Pilalo

Posted on Apr 28

Combining PDF Documents with Java: A Hands-On Guide

#java #productivity #automation #programming

Merging PDF documents is a fundamental operation in many document management workflows. Whether you're aggregating monthly reports into a single file, combining contract sections from different sources, or building an automated archiving system, the ability to programmatically join PDFs is a valuable tool in a Java developer's toolkit. In this article, I'll walk through several approaches to merging PDF files using Spire.PDF for Java, covering full document merges, selective page combining, and stream-based operations.

Common Use Cases for PDF Merging

Before diving into the code, let's consider the scenarios where PDF merging comes into play:

Financial Report Compilation: Banks and accounting firms combining quarterly statements into annual reports.
Legal Document Assembly: Law firms merging contract sections, exhibits, and appendices from various sources.
Invoice Consolidation: E-commerce platforms grouping multiple invoices for batch processing or customer delivery.
Digital Archiving: Organizations merging scanned documents into unified archival records.
Print Job Preparation: Combining multiple documents for efficient batch printing.

Each of these scenarios presents slightly different requirements—sometimes you need the entire document, other times only specific pages, and occasionally the source files aren't even stored on disk.

Setting Up the Library

To include Spire.PDF for Java in your project, add the following dependency to your Maven pom.xml:

<dependencies>
    <dependency>
        <groupId>e-iceblue</groupId>
        <artifactId>spire.pdf</artifactId>
        <version>12.4.4</version>
    </dependency>
</dependencies>

If you're using Gradle or managing JARs manually, you can obtain the artifact from the vendor's distribution source.

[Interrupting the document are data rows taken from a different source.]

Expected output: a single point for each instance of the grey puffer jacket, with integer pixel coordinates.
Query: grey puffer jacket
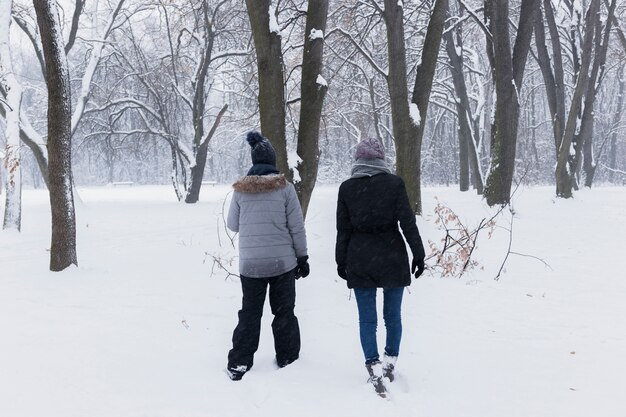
(266, 212)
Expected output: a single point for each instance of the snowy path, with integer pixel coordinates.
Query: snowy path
(142, 329)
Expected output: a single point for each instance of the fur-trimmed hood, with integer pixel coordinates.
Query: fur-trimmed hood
(260, 183)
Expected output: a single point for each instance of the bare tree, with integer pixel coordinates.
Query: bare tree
(267, 44)
(564, 173)
(469, 136)
(63, 246)
(508, 66)
(10, 85)
(313, 92)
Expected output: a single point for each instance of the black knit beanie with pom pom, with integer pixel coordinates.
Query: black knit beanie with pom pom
(262, 150)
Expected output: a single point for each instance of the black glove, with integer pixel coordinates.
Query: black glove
(341, 271)
(419, 265)
(303, 269)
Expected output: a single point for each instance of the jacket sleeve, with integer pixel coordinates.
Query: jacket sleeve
(295, 221)
(406, 217)
(232, 221)
(344, 231)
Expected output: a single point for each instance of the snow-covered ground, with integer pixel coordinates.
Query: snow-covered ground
(142, 327)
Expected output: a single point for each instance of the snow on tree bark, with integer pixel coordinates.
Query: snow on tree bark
(267, 43)
(313, 92)
(508, 66)
(13, 202)
(63, 242)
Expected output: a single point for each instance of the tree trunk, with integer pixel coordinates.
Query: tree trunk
(12, 161)
(504, 129)
(424, 76)
(313, 91)
(552, 72)
(405, 124)
(468, 156)
(197, 170)
(616, 118)
(587, 124)
(564, 174)
(63, 244)
(508, 73)
(267, 43)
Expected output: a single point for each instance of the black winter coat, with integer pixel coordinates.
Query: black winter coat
(369, 243)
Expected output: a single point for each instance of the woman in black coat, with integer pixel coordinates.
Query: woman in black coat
(371, 253)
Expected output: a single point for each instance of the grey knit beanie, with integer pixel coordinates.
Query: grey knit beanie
(369, 148)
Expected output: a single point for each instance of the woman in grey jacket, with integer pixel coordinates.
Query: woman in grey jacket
(272, 252)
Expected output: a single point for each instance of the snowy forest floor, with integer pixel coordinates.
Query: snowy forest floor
(142, 327)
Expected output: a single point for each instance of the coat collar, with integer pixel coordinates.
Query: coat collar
(260, 183)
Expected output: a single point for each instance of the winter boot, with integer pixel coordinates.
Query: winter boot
(236, 373)
(375, 370)
(389, 364)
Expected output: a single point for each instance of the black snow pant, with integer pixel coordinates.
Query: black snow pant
(284, 326)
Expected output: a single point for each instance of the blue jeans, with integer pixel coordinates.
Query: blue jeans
(368, 319)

Basic Merge: Combining Complete PDF Files

The simplest scenario is merging entire PDF documents end-to-end. The PdfDocument.mergeFiles() method handles this in a single operation:

import com.spire.pdf.FileFormat;
import com.spire.pdf.PdfDocument;
import com.spire.pdf.PdfDocumentBase;

public class MergePdfs {
    public static void main(String[] args) {
        // Define the paths of the PDF files to be merged
        String[] files = new String[] {
            "Sample1.pdf", 
            "Sample2.pdf", 
            "Sample3.pdf"
        };

        // Merge the files into a single PdfDocumentBase object
        PdfDocumentBase pdf = PdfDocument.mergeFiles(files);

        // Save the merged result
        pdf.save("MergedDocument.pdf", FileFormat.PDF);
    }
}

How it works: The mergeFiles() method takes an array of file paths. It processes the files in the array order—first element becomes the first pages, second element follows, and so on. The method returns a PdfDocumentBase object representing the combined result, which you can then save or further manipulate.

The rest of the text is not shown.